What Bill Clinton did or didn't do 20 plus years ago doesn't matter. What positions Democrats and Republicans took 20 years ago regarding the Clinton impeachment are irrelevant. It doesn't matter that Lindsey Graham was right 20 years ago and Gerry Nadler was wrong; what matters who is who is right and wrong today...
Even though I believe that Bill Clinton's actions easily rose to the level to justify his early departure from office, the level of corruption, criminality and abuse of power of Donald Trump is, by any reasonable yardstick, exponentially worse...
Clinton sought to deny justice to a single individual for his own political and legal benefit; with his relentless (and expanding) efforts to undermine the Constitution and the rule of law, Trump seeks to deny justice for his own political and legal benefit to all 325 million of us...
Here's another thing a friend of mine who has been agonizing over his support for Trump (he's no Trumpanzee; he's a 401K Trumper) tried to argue to me recently...
"If the situation were reversed, the Democrats in Congress wouldn't be behaving any differently than the Republicans are now"...
I'm certainly not one of those who believes in the inherent moral superiority of Democratic office holders, so...
If we had a President with a D next to their name engaging in the exact same sort of war on truth, efforts to undermine the rule of law and our international standing and general vileness as this one, but who was also appointing liberal judges and pursuing other policies in line with Democratic Party policies (raising taxes, slashing defense, throwing money at public sector unions, etc.) and who consistently maintained an 80-90% approval rating with those calling themselves Democrats...
I'm happy to stipulate that Democratic members of Congress would not likely be leading the charge to Impeachment...There would most likely be a lot of reaching for rationalizations, foot dragging and trying to look the other way going on...(and there would also be a few who would be outright collaborationist)
But again, while that may all very well be true it is also completely irrelevant...
We don't have "the reverse situation"; we have the situation we have...

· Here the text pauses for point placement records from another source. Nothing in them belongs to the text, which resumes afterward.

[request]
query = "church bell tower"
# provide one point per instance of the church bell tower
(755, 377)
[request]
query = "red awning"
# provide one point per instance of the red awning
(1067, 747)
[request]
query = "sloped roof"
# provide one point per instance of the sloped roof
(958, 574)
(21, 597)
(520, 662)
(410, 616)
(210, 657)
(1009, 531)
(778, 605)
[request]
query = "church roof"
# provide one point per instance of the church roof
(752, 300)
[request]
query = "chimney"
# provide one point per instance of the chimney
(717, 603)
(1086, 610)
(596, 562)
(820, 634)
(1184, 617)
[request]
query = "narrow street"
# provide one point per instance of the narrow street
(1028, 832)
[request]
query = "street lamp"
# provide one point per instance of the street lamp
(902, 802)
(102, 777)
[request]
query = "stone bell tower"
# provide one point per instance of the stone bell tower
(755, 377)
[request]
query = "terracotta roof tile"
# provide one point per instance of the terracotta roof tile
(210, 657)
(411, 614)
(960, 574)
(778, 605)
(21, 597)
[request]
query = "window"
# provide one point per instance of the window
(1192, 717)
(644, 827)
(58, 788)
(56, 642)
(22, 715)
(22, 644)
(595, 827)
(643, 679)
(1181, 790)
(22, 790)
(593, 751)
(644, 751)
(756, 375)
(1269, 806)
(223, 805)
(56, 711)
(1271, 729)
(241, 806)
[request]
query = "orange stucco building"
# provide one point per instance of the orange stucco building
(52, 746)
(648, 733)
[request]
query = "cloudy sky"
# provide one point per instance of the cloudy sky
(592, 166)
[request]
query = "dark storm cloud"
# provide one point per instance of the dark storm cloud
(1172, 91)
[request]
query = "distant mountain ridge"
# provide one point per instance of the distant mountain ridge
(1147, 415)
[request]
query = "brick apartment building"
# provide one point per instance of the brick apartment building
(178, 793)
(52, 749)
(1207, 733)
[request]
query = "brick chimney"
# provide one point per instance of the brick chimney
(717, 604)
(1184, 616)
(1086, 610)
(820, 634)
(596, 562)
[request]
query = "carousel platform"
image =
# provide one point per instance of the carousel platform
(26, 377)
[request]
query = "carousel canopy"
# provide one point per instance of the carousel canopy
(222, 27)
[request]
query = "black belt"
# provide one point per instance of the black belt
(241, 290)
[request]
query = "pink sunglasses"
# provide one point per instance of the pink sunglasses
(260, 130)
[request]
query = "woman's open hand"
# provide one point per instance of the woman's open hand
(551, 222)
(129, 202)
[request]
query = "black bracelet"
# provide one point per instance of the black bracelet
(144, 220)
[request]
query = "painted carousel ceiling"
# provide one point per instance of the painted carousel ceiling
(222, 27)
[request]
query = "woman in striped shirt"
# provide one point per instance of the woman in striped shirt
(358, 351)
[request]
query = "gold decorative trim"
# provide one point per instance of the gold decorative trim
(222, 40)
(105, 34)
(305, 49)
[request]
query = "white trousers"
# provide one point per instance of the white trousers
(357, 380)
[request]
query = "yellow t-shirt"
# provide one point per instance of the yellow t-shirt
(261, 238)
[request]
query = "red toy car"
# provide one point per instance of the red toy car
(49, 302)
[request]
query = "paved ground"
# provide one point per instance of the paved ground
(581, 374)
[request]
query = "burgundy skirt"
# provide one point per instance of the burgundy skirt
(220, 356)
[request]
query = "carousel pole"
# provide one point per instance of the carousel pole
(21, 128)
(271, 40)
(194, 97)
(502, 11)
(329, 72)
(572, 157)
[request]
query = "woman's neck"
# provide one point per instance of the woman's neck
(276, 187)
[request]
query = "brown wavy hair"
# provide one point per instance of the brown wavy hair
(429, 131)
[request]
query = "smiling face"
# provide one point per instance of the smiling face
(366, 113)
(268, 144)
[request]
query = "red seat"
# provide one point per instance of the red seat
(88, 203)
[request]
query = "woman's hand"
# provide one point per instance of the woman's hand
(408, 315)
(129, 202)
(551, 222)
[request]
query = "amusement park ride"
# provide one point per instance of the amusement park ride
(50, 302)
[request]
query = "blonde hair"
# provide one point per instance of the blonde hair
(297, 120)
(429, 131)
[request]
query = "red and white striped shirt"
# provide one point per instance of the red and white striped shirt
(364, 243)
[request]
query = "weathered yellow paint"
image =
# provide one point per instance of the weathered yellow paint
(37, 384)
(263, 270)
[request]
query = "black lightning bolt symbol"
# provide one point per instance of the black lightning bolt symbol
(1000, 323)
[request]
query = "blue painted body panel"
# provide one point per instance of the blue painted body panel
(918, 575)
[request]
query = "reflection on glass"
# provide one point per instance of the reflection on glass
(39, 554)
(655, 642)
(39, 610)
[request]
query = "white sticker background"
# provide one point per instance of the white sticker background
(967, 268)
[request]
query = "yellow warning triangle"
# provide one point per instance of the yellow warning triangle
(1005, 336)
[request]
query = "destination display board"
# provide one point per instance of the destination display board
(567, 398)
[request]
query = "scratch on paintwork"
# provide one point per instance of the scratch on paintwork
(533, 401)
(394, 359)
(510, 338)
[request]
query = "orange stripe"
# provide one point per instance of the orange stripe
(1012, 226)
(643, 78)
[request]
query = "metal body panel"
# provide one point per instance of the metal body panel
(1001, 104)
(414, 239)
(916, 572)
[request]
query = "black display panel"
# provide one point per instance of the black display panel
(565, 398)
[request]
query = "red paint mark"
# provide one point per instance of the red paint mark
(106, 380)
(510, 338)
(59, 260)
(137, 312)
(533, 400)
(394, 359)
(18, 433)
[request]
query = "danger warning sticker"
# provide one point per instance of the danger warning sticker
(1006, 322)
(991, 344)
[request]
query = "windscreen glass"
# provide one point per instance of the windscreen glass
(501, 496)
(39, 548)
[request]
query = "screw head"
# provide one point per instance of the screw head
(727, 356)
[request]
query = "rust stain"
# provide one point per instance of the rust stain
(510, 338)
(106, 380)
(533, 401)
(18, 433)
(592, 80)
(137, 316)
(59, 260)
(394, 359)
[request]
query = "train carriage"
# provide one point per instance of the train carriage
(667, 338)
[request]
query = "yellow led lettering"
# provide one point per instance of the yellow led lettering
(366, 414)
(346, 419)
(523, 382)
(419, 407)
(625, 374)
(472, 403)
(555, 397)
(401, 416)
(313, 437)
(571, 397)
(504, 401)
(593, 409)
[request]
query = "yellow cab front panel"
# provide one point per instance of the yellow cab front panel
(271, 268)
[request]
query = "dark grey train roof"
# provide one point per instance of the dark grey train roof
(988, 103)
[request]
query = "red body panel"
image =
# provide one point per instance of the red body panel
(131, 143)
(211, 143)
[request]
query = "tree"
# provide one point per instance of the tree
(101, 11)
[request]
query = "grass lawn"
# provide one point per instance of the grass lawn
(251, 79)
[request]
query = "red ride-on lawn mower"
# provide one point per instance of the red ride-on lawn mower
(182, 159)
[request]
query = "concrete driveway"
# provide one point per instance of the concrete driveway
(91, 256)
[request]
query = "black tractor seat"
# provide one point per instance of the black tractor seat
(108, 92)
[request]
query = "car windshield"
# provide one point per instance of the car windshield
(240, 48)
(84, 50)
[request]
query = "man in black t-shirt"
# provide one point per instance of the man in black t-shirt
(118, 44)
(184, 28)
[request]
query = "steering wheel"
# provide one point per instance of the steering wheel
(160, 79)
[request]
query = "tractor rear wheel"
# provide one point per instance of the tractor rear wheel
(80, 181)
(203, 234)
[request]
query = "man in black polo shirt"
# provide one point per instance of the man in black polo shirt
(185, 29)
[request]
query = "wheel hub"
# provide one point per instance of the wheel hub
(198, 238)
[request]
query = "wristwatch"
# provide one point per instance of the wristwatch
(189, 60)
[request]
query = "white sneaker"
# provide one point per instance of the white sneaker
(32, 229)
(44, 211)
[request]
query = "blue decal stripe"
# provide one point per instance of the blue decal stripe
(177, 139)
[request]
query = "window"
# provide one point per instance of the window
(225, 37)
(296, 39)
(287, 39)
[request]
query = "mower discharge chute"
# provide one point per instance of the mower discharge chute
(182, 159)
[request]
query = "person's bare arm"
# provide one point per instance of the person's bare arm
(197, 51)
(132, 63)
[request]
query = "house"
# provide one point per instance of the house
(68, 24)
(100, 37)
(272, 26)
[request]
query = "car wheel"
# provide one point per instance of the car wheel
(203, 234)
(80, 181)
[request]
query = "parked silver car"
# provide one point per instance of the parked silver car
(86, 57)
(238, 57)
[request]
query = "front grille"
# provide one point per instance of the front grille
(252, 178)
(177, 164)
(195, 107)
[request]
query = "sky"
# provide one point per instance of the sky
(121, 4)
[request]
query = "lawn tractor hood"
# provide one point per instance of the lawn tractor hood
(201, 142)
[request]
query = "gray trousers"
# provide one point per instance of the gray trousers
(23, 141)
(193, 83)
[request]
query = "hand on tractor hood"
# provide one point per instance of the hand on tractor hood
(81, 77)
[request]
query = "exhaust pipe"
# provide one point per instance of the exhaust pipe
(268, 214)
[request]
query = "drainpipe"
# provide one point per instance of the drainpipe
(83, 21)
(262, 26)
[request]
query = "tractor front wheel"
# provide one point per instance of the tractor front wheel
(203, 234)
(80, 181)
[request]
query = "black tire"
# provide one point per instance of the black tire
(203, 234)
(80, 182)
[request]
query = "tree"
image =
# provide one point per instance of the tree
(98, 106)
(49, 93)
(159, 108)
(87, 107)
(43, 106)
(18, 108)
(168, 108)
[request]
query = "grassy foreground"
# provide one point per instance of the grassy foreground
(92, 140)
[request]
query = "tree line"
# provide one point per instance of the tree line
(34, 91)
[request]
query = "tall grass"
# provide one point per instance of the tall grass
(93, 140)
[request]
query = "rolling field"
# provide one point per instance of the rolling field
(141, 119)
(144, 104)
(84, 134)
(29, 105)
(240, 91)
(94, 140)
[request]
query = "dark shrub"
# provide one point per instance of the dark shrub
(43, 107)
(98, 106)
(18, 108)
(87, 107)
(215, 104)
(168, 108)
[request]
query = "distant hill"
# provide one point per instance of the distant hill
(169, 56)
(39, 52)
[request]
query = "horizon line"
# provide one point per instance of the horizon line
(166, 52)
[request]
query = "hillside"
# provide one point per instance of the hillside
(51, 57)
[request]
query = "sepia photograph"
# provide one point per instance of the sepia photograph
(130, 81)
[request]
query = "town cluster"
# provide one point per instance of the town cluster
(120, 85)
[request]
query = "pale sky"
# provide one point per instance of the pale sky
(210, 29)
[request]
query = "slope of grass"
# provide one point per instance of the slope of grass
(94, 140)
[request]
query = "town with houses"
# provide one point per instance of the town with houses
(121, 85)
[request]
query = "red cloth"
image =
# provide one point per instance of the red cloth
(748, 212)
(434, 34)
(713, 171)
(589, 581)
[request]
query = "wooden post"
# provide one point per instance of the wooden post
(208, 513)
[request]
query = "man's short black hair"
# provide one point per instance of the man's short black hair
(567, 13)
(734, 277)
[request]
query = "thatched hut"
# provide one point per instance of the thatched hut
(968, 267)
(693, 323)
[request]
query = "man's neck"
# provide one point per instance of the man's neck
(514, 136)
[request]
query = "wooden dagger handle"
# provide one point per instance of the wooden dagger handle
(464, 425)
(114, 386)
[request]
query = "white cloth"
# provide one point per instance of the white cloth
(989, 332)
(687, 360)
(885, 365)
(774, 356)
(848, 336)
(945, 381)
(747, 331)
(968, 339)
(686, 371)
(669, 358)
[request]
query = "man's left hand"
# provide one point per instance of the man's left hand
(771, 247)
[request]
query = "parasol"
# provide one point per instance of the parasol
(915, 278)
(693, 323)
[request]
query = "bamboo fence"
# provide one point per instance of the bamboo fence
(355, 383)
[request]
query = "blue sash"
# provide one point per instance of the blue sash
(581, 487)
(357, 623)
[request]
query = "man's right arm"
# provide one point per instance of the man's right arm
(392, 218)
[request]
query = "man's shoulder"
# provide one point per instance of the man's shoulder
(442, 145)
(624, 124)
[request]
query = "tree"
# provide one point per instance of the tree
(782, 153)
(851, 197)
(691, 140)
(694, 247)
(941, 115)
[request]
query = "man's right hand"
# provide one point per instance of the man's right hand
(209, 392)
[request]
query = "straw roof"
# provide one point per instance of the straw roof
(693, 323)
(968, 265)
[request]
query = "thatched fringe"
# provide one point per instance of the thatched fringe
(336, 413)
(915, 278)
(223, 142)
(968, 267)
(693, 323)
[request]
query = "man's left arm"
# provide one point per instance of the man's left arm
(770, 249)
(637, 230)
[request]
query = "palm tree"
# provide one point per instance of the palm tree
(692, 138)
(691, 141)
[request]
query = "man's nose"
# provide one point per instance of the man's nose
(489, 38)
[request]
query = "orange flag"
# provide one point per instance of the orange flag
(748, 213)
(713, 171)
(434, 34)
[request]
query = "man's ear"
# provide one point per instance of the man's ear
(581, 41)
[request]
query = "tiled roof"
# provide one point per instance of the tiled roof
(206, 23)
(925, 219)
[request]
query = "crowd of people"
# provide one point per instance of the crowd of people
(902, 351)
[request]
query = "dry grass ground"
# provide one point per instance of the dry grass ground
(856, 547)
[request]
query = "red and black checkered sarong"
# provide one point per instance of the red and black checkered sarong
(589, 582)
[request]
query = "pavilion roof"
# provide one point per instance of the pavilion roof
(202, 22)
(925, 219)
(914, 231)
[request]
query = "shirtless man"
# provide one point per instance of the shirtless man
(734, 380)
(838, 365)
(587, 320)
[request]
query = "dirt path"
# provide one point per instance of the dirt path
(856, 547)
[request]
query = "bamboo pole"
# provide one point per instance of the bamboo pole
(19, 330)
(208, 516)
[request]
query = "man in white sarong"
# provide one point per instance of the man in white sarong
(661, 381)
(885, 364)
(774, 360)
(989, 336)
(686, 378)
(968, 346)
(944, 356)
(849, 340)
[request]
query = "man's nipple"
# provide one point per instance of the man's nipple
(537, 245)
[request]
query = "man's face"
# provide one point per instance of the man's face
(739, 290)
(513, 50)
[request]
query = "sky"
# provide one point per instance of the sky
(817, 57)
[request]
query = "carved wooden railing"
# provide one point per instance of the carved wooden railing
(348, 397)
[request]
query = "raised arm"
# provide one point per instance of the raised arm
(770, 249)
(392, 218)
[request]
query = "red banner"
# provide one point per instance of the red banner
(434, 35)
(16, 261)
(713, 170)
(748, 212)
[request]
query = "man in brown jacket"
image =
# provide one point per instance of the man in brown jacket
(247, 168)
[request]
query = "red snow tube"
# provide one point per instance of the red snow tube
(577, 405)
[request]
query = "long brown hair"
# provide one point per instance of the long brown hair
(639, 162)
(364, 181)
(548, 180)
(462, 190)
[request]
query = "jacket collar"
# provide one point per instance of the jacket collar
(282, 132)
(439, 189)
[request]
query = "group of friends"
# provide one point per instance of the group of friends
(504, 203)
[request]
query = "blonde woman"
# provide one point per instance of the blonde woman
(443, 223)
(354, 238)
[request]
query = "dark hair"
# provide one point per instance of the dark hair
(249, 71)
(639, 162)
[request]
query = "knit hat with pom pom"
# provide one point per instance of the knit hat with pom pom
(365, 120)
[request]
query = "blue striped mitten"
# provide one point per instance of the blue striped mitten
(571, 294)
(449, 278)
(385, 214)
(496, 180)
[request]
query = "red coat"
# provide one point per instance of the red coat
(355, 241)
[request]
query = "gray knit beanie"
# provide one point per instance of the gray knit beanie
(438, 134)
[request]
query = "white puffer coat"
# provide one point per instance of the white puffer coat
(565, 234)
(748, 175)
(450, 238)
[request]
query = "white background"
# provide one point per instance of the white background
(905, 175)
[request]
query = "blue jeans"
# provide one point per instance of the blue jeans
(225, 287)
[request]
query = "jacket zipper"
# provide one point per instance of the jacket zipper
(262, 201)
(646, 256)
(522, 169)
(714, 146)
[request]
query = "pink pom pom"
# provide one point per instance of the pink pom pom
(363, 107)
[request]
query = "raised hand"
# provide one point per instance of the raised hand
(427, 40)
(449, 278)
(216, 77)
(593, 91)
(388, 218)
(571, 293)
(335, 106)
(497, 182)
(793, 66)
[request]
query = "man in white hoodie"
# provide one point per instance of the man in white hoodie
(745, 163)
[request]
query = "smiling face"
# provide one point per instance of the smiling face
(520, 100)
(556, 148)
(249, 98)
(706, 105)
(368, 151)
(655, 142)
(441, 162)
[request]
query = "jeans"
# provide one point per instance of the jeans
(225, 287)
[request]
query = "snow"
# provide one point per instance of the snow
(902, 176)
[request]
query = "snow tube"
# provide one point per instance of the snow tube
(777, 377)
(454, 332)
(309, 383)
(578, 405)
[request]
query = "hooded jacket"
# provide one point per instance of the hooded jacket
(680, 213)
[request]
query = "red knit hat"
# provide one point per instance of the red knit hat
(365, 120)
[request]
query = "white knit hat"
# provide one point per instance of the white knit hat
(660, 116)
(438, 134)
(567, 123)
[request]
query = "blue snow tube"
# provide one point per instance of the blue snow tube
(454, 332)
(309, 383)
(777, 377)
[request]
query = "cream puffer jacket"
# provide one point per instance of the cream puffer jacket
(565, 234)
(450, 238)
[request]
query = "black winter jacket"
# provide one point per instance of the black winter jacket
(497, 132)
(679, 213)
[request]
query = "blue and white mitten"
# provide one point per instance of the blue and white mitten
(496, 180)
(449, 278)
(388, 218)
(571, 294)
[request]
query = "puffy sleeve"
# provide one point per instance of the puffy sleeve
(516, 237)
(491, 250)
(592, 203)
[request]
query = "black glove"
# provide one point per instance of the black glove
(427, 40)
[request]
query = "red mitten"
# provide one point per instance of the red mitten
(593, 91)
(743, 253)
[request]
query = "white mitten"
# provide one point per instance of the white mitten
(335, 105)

And even if the political cost for a Republican lawmaker is higher than it is for a Democratic lawmaker to Do The Right Thing it doesn't excuse them from their Constitutional obligation to Do The Right Thing... (which BTW in my opinion is just a theory; there's no way to know what the political dynamics will be once the full tale of Trump's malfeasance is laid out for American people on national television. It might very well be the case that those Republicans who have the courage now to stand up and insist on Trump being held accountable would be politically rewarded.)
Trump's lawlessness represents a current and ongoing existential threat to the very nature of the Republic that we have been bequeathed by the sacrifices of generations of Americans who preceded us. The Republic that we want to be able to pass on to the generations that will follow us. We have never before in our nation's history had a person in the Presidency who threatens the fundamentals of this country the way this one has and does...
What Bill Clinton did 20 years ago, or how Democrats and Republicans would act if the situation was reversed, just doesn't matter at all with stakes this high...
It's time for all members of the Congress who genuinely care about the well being of the country and the oath they took, regardless of party or what they imagine the personal or party political cost to be, to stand up and be counted...
Time To Stand Up And Be Counted...
Time To Stand Up And Be Counted...
Last edited by Lord Jim on Sat May 18, 2019 9:15 pm, edited 2 times in total.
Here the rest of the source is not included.